El miedo también llegó a veces envuelto en la culpa. La obra recoge el caso de un profesor de latín en Glatz, una ciudad ahora perteneciente a Polonia. Allí Johannes Theinert de 61 años vivía plácidamente junto a su esposa. La ciudad no había sido afectada por la guerra, “ni un solo disparo”, sin embargo, para la pareja, la bomba llegó en forma de visita de un antiguo alumno que tres semanas antes llegaba del frente Oriental. En la visita a su antiguo profesor le explicó el tipo de guerra de exterminio que se estaba viviendo en el Este. Le habló de las enormes filas de gente dirigidas al matadero, de las fosas, de las unidades especiales de las SS, lo que ocurría en los campos de concentración…
“El odio pronto llegará a nuestras puertas”, aparece escrito en las últimas entradas del diario del hombre que pegó un tiro a su mujer antes de suicidarse. Aquel estudiante no solo había llevado la guerra a su tranquilo salón con vistas al Neisse, también los crímenes y la culpa.
Fenómeno silenciado
En las últimas páginas del libro, Huber recuerda la desmemoria que sufrió este fenómeno. Del mismo modo que durante décadas se obviaron los cientos de miles de violaciones a mujeres alemanas tras la guerra, los suicidios quedaron aún más silenciados. “Los muertos de Demmin, Berlín, Leipzig o Siefersheim no tienen cabida en el retablo histórico alemán, en el que hay autores, víctimas y unos pocos héroes. ”
Fue después de la unificación Alemana de 1990 cuando los testigos contemporáneos y los historiadores regionales de Mecklemburgo y Pomerania Occidental se presentaron para sacar a la luz lo ocurrido en Demmin, Neustrelitz, Neubrandenburg, Teterow y otros lugares. Sin embargo, según señala el autor, no tuvieron apenas repercusión. “El hecho de que uno de los mayores suicidios en masa de la historia se produjera en una ciudad de provincias, a dos horas al norte de Berlín, no llegó a oidos de la sociedad alemana”.

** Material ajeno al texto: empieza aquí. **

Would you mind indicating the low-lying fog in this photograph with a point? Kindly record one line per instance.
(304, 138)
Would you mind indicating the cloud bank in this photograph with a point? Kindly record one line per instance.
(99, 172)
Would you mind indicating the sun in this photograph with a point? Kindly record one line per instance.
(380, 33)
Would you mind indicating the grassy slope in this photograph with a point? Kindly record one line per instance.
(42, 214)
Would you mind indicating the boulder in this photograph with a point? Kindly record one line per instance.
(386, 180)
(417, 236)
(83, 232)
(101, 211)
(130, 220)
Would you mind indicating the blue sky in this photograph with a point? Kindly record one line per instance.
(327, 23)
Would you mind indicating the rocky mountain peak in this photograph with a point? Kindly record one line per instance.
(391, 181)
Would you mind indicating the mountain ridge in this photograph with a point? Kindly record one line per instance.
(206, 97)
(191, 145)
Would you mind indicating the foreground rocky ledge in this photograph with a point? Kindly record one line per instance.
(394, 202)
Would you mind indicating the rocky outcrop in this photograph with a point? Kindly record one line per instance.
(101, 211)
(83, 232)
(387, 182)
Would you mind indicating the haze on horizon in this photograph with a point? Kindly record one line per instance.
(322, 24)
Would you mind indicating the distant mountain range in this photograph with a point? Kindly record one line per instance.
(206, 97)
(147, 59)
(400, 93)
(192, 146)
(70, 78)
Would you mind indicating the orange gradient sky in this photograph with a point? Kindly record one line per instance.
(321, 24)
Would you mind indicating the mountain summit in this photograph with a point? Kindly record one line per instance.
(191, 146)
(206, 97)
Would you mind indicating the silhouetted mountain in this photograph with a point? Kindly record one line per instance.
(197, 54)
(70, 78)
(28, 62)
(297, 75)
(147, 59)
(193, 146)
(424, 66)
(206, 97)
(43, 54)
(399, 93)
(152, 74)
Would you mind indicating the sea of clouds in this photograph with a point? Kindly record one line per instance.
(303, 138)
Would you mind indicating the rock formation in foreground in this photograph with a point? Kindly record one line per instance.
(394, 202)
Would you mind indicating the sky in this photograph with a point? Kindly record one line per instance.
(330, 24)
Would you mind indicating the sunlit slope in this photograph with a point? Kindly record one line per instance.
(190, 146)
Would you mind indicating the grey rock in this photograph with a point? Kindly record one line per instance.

Huber cierra su ensayo con el caso de Paul Kittel un comercial de 55 años que el 26 de enero de 1959 confesó ante el Tribunal del Jurado de Hannover unos hechos ocurridos 14 años antes. El 1 de mayo de 1945 cogió la pistola de un vecino muerto y mató a su mujer y a sus hijos de 13 y 14 años, acto seguido se apuntó y apretó el gatillo sin ningún resultado. El arma solo tenía tres balas “Vive porque le faltó una bala”, tituló el Hannover Zeitung. El tribunal dictaminó que Kittel no estaba en su sano juicio aquel primero de mayo y lo absolvió. Concluye Huber: “Los suicidas no encajan en ninguna categoría. Sus actos siguen siendo meras tragedias personales. Pero cada una de sus historias nos habla de la profundidad del abismo que se abrió ante los alemanes al final de esos doce años bajo el poder nazi”.